With its legal argument, respondent denies that his reading of the case law ignores the phrase "as a citizen." But respondent suggests that whether an employee speaks "as a citizen" is fundamentally connected to whether they speak "on a matter of public concern" and should not be artificially separated. When a government employee like Ceballos raises a significant matter of public concern, he or she is speaking "as a citizen," even if he or she does so pursuant to job requirements. In the alternative, respondent argues that Ceballos was speaking both as an employee trying to improve the workplace and as a concerned citizen (YES! Finally, someone gets it! There is no false choice!) Respondent denies the petitioners’ suggestion that Ceballos was somehow required to bring the police misconduct to light. Rather, he asserts, Ceballos made a discretionary call to investigate the wrongdoing and suggest dismissal—indeed, we know it was discretionary because his supervisors made a different decision (this may be hindsight logic, but what exactly does his employee handbook say? Why are the free speech haters so sure that all complaints (which they hate anyway) are job requirements?)

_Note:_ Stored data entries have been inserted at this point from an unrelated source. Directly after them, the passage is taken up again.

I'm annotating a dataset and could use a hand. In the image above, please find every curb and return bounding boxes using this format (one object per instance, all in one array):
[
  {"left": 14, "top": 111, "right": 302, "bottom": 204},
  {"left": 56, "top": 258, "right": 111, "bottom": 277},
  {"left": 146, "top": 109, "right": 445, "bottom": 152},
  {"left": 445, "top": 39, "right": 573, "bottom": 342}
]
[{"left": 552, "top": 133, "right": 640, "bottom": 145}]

Thus, while Ceballos may have been acting in an employment setting, he was also acting as a concerned citizen to the extent that he made a discretionary decision to bring wrongdoing to light. The haters want us to beliee that an employee, simply because he is an employee, forfeits his status as a concerned citizen, and that every complaint is self-serving. Again, though, the only reason the complaints arise is because the complainers ARE employees!

The author concludes:

"Inevitably, the Court’s decision in Garcetti will swing the pendulum of First Amendment protection in one direction or another. By reversing the Ninth Circuit, the Court would restrict the First Amendment to whistle-blowers who reveal wrongdoing out of the goodness of their hearts and not pursuant to any job responsibilities. Such a decision would reflect concern over exposing the government to increased litigation of a type that is inherently fact-bound and difficult to resolve at summary judgment. Conversely, by affirming the Ninth Circuit, the Court would potentially expand protection to any government official speaking on a matter of public concern (provided the employee could pass the balancing step). Arguably, such a decision would reflect the Court’s reluctance to prioritize the interests of government administrators over the interests of the public and the government itself. "

Ceballos, and free speech will lose. Pity.